Saturday, 3 August 2013

Further thoughts on the Hungarian Grand Prix

Lewis reasserts himself
Last Sunday's Hungarian Grand Prix was all about Lewis Hamilton, winning as he did in fine style. And it has, almost unnoticed, contributed to a shift in the bigger picture: namely that Lewis is firmly re-asserting himself in the battle for intra-Mercedes supremacy.

Lewis Hamilton - getting on top
Photo: Octane Photography
Four races ago the talk was very different. Lewis remained ahead of his team mate Nico Rosberg on points - helped by Nico bearing the brunt of unreliability as well as Lewis benefiting from team orders in Malaysia - but the perception was that Nico was making the most waves. He'd claimed three pole positions to Lewis's one, as well as was the first this campaign to seize a race win for the Silver Arrows, in Monaco on a weekend wherein he'd taken Hamilton to the cleaners. And as is the way of many who follow F1, vultures pretty quickly started to circle Lewis.
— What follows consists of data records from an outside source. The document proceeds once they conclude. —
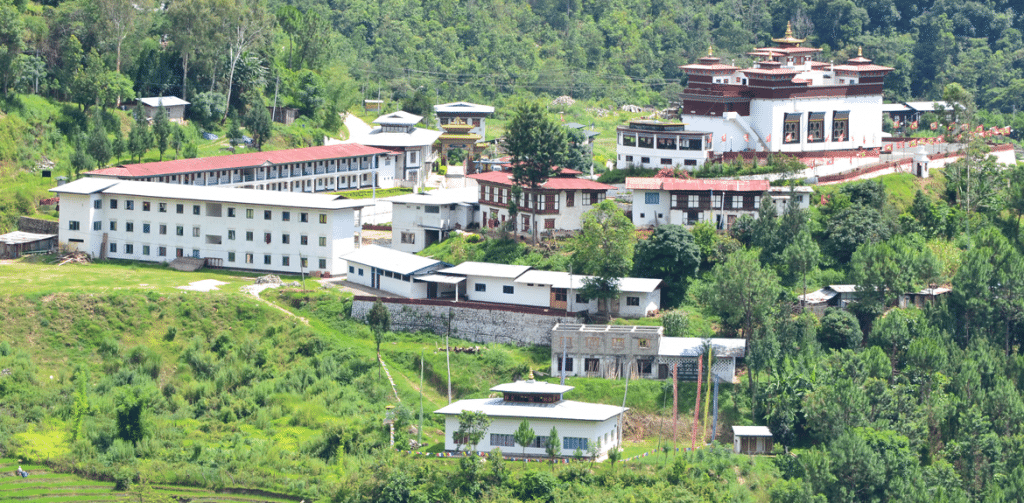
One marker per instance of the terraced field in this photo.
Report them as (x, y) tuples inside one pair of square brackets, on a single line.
[(44, 487)]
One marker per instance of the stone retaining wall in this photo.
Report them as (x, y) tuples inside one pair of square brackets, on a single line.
[(468, 323), (36, 225)]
But since then things have changed. Four race weekends have passed and in each of them Lewis has qualified ahead (indeed, he's qualified of everyone in the last three) as well as outraced his stable mate (only a puncture put him behind at Silverstone).
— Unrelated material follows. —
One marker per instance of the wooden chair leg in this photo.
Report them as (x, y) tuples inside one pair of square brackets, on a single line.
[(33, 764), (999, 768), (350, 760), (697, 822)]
In the research industry there is a saying: 'if it's interesting then it's probably wrong'. In other words, if your outcome looks surprising then it's most likely that you've miscalculated in some way; at the very least it suggests you need to treat your conclusion with much additional scrutiny and caution. And so it applies to those who were questioning Lewis earlier in the year: to suggest that Lewis had overnight become slow, or else had been hoodwinking us into thinking he was quick all this time, simply was not credible.

This after all is a driver who'd established himself as firmly among the best of the best in modern F1 throughout his career at his level. He's probably the quickest out there, certainly the most instinctively talented and unrivalled at overtaking. And, ever since his win in Abu Dhabi in 2011, he's also been roundly underrated in his ability to think through a Grand Prix, required in the age of the limited-resource Pirellis. Indeed, in the Spanish round of last year Lewis did the longest stint on a single set of tyres of anyone that season, and he was still quick. He's also the man who lest we forget shook the haughty Fernando Alonso to the foundations in his debut year in the sport, as well as has spent much of the time since putting clear daylight between himself and his team mates on pace.
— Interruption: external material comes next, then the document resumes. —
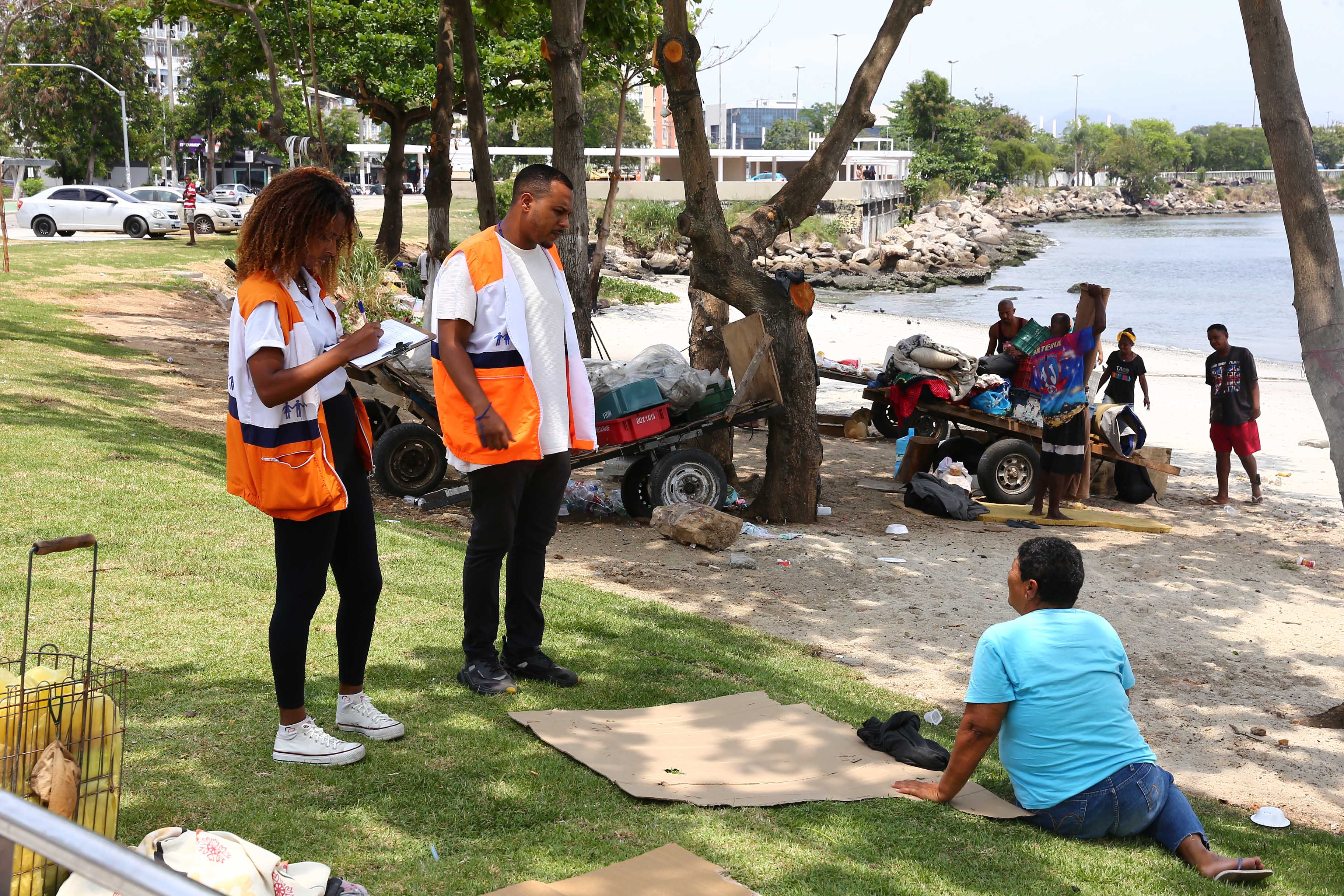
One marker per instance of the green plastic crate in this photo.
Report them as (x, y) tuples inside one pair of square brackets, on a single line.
[(715, 399)]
Jenson Button - knows about Lewis Hamilton's pace
Photo: Octane Photography
Instead, even in this most complex of sports the explanation for Rosberg's upper hand was fairly simple: it was that Rosberg was better than many of us thought, in combination with that Lewis was taking time to get used to his new machine. This seemed particularly to do with the brakes, and ability in braking has always been one of Lewis's trump cards. It's helped that the tracks visited since Monaco, Canada aside, haven't featured many big braking zones, but there's evidence that he's getting things more to his liking too.

Jenson Button, who'd witnessed Lewis at closer proximity than most of us, warned us as much a few weeks ago that this would happen: 'Of course Nico is fast, but Lewis has not lost his speed. It is still there and he will come back and then he will shock you all...Lewis is incredibly fast.'

And so he's since proved. Perhaps we should be more cautious before writing him off again.